Una giovane cliente gli chiede di valutare il vasto patrimonio presente in una villa, patrimonio che intende mettere all’asta dopo la morte dei suoi genitori. Questa donna soffre di una grave forma di agorafobia. Non si mostra mai né a lui né ad altri. Le sicurezze di Oldman cominciano a vacillare di fronte alla voce di Claire e alla curiosità verso di lei. In breve: è la passione. Un sentimento progressivo e totale che riesce nell’impresa di guarire la ragazza, portarla fuori dalla villa, trasformare le vite di entrambi. E tuttavia, come si ricorda nel corso del film, «i sentimenti umani sono come le opere d’arte: si possono simulare» e «in ogni falso si nasconde sempre qualcosa di autentico».

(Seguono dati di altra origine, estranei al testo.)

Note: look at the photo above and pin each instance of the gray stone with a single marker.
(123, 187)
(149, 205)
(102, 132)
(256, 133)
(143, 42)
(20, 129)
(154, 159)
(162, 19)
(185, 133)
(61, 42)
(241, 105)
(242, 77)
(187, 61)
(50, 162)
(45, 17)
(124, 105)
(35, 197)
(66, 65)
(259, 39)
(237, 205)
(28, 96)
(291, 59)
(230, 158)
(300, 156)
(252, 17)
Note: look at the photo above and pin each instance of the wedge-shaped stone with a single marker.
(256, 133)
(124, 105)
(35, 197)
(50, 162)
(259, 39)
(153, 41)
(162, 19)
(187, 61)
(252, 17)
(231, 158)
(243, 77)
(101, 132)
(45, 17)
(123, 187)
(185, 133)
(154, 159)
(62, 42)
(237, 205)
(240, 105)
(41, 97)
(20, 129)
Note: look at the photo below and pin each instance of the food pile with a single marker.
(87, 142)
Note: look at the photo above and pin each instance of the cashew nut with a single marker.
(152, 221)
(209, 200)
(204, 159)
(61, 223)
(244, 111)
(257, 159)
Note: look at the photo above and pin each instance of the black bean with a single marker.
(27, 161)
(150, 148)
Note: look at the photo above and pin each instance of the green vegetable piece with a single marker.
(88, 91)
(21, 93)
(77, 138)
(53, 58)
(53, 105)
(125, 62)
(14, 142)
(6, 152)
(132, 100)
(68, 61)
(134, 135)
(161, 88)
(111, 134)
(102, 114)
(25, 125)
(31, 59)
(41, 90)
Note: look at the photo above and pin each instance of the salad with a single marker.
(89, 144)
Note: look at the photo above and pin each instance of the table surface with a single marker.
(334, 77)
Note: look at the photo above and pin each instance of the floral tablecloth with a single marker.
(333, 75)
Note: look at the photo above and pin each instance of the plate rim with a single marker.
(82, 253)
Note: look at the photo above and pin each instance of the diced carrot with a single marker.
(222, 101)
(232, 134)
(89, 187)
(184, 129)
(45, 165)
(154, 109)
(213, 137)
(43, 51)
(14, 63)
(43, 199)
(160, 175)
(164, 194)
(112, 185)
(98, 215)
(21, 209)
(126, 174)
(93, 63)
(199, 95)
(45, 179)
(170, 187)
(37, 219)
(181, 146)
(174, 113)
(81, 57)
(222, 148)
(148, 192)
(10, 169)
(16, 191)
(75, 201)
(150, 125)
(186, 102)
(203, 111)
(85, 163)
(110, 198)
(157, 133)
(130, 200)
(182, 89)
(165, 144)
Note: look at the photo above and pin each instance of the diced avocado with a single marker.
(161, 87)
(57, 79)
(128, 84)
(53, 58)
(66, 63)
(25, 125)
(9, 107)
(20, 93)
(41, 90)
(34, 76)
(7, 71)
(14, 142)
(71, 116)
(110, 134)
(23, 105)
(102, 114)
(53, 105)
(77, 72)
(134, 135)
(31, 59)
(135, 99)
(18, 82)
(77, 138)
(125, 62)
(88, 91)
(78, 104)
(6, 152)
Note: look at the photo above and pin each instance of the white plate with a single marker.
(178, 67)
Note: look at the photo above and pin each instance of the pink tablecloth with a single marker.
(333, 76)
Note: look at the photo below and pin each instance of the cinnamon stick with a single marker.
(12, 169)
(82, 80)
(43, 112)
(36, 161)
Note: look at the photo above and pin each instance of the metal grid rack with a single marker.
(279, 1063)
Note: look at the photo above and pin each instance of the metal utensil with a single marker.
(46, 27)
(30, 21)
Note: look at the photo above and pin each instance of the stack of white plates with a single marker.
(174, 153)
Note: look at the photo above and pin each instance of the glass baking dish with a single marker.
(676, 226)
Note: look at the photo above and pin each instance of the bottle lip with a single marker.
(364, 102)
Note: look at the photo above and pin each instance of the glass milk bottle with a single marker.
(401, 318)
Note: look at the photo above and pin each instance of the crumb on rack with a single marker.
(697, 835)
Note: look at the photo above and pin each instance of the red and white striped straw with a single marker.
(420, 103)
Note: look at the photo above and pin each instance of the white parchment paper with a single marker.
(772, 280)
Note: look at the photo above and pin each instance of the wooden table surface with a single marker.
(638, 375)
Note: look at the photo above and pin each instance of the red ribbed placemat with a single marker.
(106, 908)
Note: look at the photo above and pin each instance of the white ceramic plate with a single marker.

L’Artificio è la cifra di quest’opera. Nella magnifica villa di Claire, Oldman trova di tanto in tanto dei piccoli ingranaggi di epoca antica che riesce ad assemblare con l’aiuto di un giovane amico esperto in ogni marchingegno. Ne verrà fuori uno degli automi settecenteschi di Vaucanson. Sarà questo automa a svelare parte della verità. Un’altra parte gli verrà comunicata da un automa umano: una ragazza autistica che abita di fronte alla villa di Claire e che dipana continuamente dei numeri. La scena finale si svolge in un ristorante di Praga pieno di orologi meccanici che scandiscono un tempo che soltanto le passioni umane possono riempire per noi di significato. Il film è esso stesso un meccanismo a incastro, dove tutto deve accadere e accade secondo un progetto che gli ultimi -inesorabili- venti minuti conducono a lancinante chiarezza.

Dopo alcuni film deludenti e dopo il pessimo Baaria, Tornatore riacquista la densità metafisica della sua opera più bella e forse meno conosciuta: Una pura formalità (1994). Anche qui l’impulso del cinefilo si stempera e si distende in una ripresa originale e sempre piacevole  di alcune grandi opere della storia del cinema: la perfidia femminile che ne L’angelo azzurro (Josef von Sternberg, 1930) degrada la figura di un dignitoso professore in quella di un umiliato marito da circo; la trasformazione dell’esistenza appartata ed elegante di un altro professore per mano di una volgare tribù familiare in Gruppo di famiglia in un interno (Luchino Visconti, 1974); la miriade di thriller e di film che hanno utilizzato l’artificio cinematografico per esprimere la finzione che sta al fondo delle relazioni umane. La metafora è qui chiarissima nel continuo piacere che le opere d’arte delle quali il film è disseminato offrono a chi lo guarda. Il greco Techne e il latino Ars si riferiscono entrambi alla capacità di costruire delle belle ed efficaci simulazioni. L’opera è per sua natura un artificio. Di questa dinamica tra simulazione e dissimulazione che è la vita, a volte siamo vittime altre volte diventiamo carnefici.